This repository contains additional material associated with my master thesis.
datasetGenerator.py
is the script used to generate the dataset used for the evaluation.
It takes a sample CSV file as input and generates a dataset as well as SQL statements for setting up authorization so that the same experiments I ran for my thesis can be run on this dataset.
The script was tested with 2.7.10
and 3.6.5
.
usage: datasetGenerator.py [-h]
samplePath recordsPerAufnr aufnrPerCc
hierarchyDepth selectivitySteps [outputDirectory]

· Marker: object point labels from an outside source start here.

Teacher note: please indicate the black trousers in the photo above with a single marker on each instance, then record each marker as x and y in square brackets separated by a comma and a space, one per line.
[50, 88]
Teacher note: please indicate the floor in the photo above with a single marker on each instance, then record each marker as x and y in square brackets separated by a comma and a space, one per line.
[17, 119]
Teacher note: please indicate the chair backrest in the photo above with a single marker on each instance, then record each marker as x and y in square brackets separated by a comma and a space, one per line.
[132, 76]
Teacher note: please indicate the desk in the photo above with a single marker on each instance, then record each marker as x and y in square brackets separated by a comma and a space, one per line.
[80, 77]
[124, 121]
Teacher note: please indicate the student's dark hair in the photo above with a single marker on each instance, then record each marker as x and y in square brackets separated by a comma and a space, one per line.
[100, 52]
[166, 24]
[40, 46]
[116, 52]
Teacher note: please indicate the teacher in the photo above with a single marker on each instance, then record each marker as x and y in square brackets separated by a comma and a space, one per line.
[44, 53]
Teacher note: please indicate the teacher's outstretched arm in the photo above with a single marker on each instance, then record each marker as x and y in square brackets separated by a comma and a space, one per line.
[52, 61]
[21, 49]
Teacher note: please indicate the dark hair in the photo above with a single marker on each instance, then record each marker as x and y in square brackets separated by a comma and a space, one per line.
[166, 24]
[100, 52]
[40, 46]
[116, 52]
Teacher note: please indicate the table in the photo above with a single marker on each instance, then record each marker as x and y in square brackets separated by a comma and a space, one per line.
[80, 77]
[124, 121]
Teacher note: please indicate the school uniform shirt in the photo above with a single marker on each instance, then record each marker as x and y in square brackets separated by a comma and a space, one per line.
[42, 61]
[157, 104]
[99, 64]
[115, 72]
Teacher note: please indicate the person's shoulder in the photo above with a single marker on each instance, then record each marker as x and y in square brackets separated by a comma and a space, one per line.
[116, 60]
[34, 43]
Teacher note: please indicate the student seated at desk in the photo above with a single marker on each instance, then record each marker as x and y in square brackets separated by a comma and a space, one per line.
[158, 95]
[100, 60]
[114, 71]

Generate a dataset and corresponding authorizations from a sample dataset.
positional arguments:
samplePath Path to the sample CSV file
recordsPerAufnr Number of records per internal order.

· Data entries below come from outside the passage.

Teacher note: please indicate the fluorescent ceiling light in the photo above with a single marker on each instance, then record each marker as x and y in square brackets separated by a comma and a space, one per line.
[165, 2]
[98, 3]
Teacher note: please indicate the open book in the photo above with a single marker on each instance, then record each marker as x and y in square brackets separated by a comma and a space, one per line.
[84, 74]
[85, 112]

aufnrPerCc Number of internal orders per cost center.
hierarchyDepth Depth of the generated cost center hierarchies.
selectivitySteps Number of selectivity steps (the data will be generated
such that there is an equal amount of records per
selectivity step).
outputDirectory Directory where the output files are stored to. Defaults
to "output/".
optional arguments:
-h, --help show this help message and exit
The diagrams
directory contains all the diagrams generated from the measurements that can be found in the evaluation chapter and the appendix of the thesis.
Additionally, it includes the raw CSV files parsed from the various traces of the evaluation application, the application layer and the database.